The starting point for the DNA should be simple: regulation should make space for investment and market-driven innovation. Essentially, we need a genuine telecom omnibus. That means cutting redundant rules rather than adding new layers of complexity. It means moving toward real harmonization across the single market rather than allowing room for national gold plating. Today, the draft DNA proposal removes three reporting obligations while maintaining 17 existing ones and adding an additional 12. Co-legislators can help fix this.

On fiber, Europe should embrace a deregulatory approach, as suggested by the Draghi report. Let’s get out of the ‘regulation first’ mindset and instead embrace market-driven competition.

This means we must avoid the temptation of rigid, one-size-fits-all switch-off mandates. Fiber migration is already well underway, with FTTH coverage above 77 percent. In many countries, uptake has grown without regulatory coercion. The transition from copper to fiber should be a commercial decision, supported by best practices, deployment incentives and demand-side measures, not by uniform timelines disconnected from local realities.

The same future-oriented approach is needed for access regulation. The DNA should set out a clear path toward deregulation, with a “safety net” to address genuinely exceptional local bottlenecks. In other words: protect consumers where it matters rather than trying to shape markets by public intervention. Europe should avoid creating EU-wide access products that risk undermining the simplification agenda and regulatory certainty. Remedies, where needed, must be justified, proportionate, time-bound and clearly supportive of network deployment.

Competitiveness and consumer welfare are not opposites.
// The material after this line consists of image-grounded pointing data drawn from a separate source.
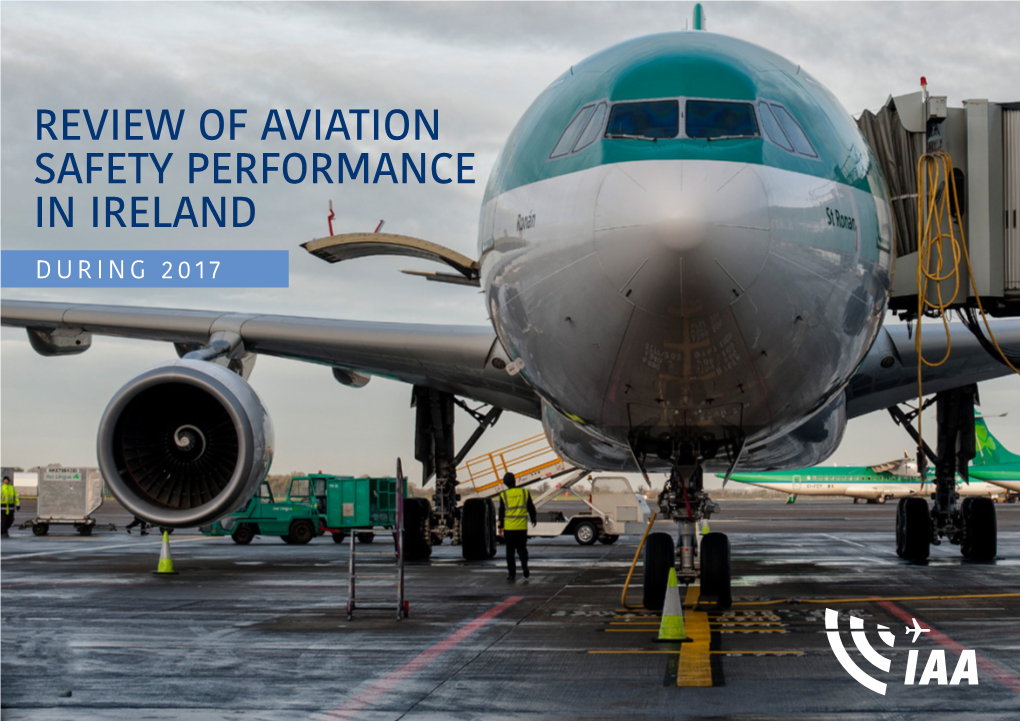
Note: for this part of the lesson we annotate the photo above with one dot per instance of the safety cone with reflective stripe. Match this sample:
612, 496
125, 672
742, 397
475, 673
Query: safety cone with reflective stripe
165, 562
671, 627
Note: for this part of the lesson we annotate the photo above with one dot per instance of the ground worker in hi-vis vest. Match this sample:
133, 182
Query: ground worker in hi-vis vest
8, 502
515, 508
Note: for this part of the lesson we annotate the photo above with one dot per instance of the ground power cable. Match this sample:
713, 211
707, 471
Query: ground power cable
934, 185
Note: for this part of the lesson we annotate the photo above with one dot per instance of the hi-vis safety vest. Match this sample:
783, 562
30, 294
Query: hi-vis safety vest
8, 497
515, 503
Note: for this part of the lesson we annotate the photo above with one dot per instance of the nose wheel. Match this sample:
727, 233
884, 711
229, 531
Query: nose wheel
684, 501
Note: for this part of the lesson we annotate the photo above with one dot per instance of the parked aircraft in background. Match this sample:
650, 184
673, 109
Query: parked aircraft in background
898, 478
993, 463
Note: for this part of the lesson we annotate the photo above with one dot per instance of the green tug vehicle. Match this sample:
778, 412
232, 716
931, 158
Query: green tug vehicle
314, 505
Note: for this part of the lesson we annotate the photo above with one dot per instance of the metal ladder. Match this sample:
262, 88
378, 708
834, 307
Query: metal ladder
380, 604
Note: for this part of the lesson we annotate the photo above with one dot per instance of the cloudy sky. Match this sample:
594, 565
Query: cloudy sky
479, 65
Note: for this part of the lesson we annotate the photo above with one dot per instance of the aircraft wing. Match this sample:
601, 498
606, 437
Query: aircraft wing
456, 359
888, 373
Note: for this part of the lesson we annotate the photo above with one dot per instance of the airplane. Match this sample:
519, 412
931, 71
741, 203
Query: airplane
898, 478
685, 252
917, 630
995, 463
875, 483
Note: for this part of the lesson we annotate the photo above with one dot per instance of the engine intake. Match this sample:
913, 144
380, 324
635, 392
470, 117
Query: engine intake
185, 444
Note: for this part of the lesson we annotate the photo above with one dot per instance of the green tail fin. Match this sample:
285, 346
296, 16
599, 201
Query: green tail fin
989, 450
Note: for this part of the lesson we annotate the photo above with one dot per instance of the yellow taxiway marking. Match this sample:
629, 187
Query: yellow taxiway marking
714, 653
695, 668
873, 599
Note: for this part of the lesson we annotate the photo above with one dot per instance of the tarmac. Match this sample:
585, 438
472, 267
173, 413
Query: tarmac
261, 632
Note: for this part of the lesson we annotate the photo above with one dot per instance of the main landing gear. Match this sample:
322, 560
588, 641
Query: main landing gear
970, 524
425, 525
684, 501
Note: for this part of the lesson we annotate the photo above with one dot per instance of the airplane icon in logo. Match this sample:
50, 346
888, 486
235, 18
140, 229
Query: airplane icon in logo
916, 630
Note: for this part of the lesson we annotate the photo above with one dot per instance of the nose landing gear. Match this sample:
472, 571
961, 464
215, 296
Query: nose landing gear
970, 524
684, 501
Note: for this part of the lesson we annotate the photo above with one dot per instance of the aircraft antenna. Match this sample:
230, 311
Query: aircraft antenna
699, 22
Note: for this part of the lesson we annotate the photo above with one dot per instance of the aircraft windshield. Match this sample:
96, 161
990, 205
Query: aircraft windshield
647, 119
716, 118
794, 132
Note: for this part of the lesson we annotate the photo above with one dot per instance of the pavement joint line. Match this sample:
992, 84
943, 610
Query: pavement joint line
387, 683
874, 599
537, 609
82, 549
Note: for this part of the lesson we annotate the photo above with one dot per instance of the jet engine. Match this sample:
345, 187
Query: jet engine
185, 444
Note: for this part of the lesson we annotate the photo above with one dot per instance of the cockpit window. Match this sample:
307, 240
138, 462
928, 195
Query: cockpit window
772, 127
594, 129
570, 135
646, 119
801, 143
717, 118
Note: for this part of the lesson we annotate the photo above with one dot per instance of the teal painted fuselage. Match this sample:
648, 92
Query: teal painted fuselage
686, 240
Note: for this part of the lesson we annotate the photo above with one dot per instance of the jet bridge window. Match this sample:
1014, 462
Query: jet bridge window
573, 131
717, 118
794, 131
648, 119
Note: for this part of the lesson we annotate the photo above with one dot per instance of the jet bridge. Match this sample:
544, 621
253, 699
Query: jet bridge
982, 141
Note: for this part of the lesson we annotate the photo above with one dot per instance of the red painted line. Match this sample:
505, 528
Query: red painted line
392, 679
1004, 676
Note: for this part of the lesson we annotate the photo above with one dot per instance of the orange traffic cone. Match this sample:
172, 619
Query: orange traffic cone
671, 627
165, 566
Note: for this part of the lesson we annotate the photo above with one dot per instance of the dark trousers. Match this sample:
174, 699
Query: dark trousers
516, 543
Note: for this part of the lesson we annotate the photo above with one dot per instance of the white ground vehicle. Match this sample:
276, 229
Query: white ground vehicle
613, 509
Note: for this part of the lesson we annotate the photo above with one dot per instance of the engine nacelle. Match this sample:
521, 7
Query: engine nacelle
185, 444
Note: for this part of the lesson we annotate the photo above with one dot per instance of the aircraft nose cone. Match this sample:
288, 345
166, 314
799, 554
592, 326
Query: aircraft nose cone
682, 238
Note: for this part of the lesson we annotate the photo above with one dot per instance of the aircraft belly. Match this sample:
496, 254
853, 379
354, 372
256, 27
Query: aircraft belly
737, 317
551, 304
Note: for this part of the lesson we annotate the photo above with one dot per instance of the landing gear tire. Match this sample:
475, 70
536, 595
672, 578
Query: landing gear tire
585, 533
417, 534
979, 529
916, 529
302, 532
660, 556
715, 569
243, 534
900, 532
474, 519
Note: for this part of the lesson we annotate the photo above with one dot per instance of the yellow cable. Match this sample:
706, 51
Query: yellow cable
626, 583
931, 212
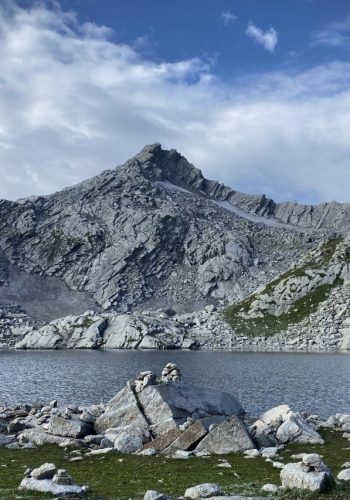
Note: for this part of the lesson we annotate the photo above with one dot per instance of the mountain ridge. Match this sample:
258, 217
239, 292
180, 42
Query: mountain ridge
127, 238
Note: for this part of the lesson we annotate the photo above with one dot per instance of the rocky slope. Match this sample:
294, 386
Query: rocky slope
305, 308
155, 238
150, 233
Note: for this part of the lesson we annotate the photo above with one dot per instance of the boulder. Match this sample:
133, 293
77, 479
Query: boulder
155, 495
188, 438
123, 410
344, 475
123, 332
270, 488
45, 471
204, 490
282, 425
68, 427
229, 437
39, 437
127, 442
161, 442
63, 478
168, 405
48, 486
310, 474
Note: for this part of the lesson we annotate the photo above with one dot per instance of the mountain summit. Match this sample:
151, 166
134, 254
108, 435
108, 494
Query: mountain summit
152, 232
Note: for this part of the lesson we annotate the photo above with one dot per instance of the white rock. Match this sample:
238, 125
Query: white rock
48, 486
270, 488
204, 490
45, 471
344, 475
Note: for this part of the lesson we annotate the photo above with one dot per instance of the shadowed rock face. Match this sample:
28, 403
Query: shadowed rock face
151, 232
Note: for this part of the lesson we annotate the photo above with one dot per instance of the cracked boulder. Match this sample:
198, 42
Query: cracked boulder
282, 425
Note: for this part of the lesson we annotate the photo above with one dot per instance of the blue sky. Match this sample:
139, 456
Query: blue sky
254, 92
177, 30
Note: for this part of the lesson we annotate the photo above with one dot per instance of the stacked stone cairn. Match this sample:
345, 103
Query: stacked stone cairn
170, 373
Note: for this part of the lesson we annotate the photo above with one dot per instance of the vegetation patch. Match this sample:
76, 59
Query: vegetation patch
117, 476
269, 324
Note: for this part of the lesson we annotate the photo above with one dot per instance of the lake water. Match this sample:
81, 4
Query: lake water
319, 383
The DNA must also provide long-term certainty on spectrum. This is the one clear pro-investment measure included in the current Commission proposal. If it were to be removed, that would send extremely negative signals to those who are ready to invest in 5G and future 6G. Investment in mobile networks requires predictability. Licenses should be indefinite or long term, supported by legally secure renewal frameworks. Spectrum policy should reinforce scale and confidence, not create uncertainty.

Europe also needs Open Internet rules fit for modern networks. The principles of openness must be preserved and extended to other key digital service providers, but the rules must recognize technology shifts. Advanced 5G, cloud-native networks, quality differentiation and network slicing can support new industrial, business and consumer services. Regulation should not prevent Europeans from benefiting from the very networks Europe says it wants to build.